Please feel free to ping me or BPF mailing list next time when you see
something not being addressed in a timely manner.
> >
> > 2. Sending a v2 while we're having a discussion is generally a bad idea.
> > It's fine to send a patch as a reply, but going as far as a v2 isn't
> > necessary. If conversation has died down, then a v2 is definitely
> > warranted, but you and I are still having a discussion ;-)
> >
> > 3. When you do send a v2 (or, now that you've sent a v2, send a v3),
> > do it as a new thread rather then in reply to the v1 thread. That plays
> > better with the tooling we have like b4 which will pull in all patches
> > in a thread.
> >
> Apologies for the process errors regarding the v2 submission. I appreciate the guidance on the workflow and threading; I will ensure the next version is sent as a clean, new thread once we have agreed on the technical solution.

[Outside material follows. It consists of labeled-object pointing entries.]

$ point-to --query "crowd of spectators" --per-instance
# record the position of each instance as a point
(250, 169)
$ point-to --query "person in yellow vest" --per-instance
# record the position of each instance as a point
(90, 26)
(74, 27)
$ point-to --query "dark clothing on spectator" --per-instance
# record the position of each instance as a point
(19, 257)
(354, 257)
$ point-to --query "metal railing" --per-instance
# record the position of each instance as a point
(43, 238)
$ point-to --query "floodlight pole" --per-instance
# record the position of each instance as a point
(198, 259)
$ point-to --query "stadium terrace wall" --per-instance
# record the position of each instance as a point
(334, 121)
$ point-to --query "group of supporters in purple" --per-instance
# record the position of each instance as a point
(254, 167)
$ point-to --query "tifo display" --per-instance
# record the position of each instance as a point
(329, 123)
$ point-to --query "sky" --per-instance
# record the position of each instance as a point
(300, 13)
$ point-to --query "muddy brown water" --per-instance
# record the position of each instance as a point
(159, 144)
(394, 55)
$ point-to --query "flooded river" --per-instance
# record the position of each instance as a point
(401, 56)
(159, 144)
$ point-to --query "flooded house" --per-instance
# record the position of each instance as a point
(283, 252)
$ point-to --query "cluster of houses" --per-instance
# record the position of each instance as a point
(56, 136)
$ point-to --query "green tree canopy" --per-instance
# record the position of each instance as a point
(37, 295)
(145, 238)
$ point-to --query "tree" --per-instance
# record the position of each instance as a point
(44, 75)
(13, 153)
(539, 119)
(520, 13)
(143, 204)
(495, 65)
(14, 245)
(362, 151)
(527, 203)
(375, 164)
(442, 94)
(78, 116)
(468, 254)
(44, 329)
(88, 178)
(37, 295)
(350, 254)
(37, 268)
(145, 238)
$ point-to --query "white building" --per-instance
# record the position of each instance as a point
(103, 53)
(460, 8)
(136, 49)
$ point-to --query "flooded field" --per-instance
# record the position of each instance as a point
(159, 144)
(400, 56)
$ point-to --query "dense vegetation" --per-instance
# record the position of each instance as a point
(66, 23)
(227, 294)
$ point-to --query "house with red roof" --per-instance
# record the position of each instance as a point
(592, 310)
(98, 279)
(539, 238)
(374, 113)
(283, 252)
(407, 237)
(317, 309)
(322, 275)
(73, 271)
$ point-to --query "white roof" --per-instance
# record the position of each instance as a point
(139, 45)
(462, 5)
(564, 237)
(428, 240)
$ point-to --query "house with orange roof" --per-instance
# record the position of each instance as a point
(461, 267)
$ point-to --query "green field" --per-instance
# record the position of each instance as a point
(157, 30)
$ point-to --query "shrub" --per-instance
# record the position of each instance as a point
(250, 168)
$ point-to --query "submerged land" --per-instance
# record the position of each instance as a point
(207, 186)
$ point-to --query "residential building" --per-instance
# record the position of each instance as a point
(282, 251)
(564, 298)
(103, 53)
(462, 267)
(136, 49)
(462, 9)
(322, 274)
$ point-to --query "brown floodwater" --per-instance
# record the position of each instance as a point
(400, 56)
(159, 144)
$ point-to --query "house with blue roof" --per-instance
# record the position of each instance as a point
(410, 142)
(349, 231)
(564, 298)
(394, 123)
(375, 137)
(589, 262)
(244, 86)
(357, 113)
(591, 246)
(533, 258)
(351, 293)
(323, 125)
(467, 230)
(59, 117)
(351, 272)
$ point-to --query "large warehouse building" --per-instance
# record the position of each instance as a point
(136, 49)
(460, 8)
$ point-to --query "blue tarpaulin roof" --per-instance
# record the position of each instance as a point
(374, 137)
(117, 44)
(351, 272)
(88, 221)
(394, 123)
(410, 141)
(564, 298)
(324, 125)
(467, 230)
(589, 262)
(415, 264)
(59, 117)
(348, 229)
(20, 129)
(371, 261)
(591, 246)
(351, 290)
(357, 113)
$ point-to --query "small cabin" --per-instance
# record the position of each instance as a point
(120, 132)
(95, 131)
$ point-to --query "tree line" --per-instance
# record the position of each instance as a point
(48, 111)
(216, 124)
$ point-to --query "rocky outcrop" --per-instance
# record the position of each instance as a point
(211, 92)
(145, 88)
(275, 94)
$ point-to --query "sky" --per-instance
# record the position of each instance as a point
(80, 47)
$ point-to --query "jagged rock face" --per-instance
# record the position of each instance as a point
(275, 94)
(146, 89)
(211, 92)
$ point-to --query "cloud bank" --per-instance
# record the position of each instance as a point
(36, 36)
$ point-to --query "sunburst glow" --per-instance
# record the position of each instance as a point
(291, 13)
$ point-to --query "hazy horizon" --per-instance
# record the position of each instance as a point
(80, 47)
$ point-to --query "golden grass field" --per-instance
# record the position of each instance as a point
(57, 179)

> > With that over with, on to the fun technical stuff.
> >
> > On Sun, Nov 16, 2025 at 11:13:42AM +0530, SHAURYA RANE wrote:
> > > On Sat, Nov 15, 2025 at 2:14 AM Matthew Wilcox <willy@...radead.org> wrote:
> > > >
> > > > On Sat, Nov 15, 2025 at 01:07:29AM +0530, ssrane_b23@...vjti.ac.in wrote:
> > > > > When read_cache_folio() is called with a NULL filler function on a
> > > > > mapping that does not implement read_folio, a NULL pointer
> > > > > dereference occurs in filemap_read_folio().
> > > > >
> > > > > The crash occurs when:
> > > > >
> > > > > build_id_parse() is called on a VMA backed by a file from a
> > > > > filesystem that does not implement ->read_folio() (e.g. procfs,
> > > > > sysfs, or other virtual filesystems).
> > > >
> > > > Not a fan of this approach, to be honest. This should be caught at
> > > > a higher level. In __build_id_parse(), there's already a check:
> > > >
> > > > /* only works for page backed storage */
> > > > if (!vma->vm_file)
> > > > return -EINVAL;
> > > >
> > > > which is funny because the comment is correct, but the code is not.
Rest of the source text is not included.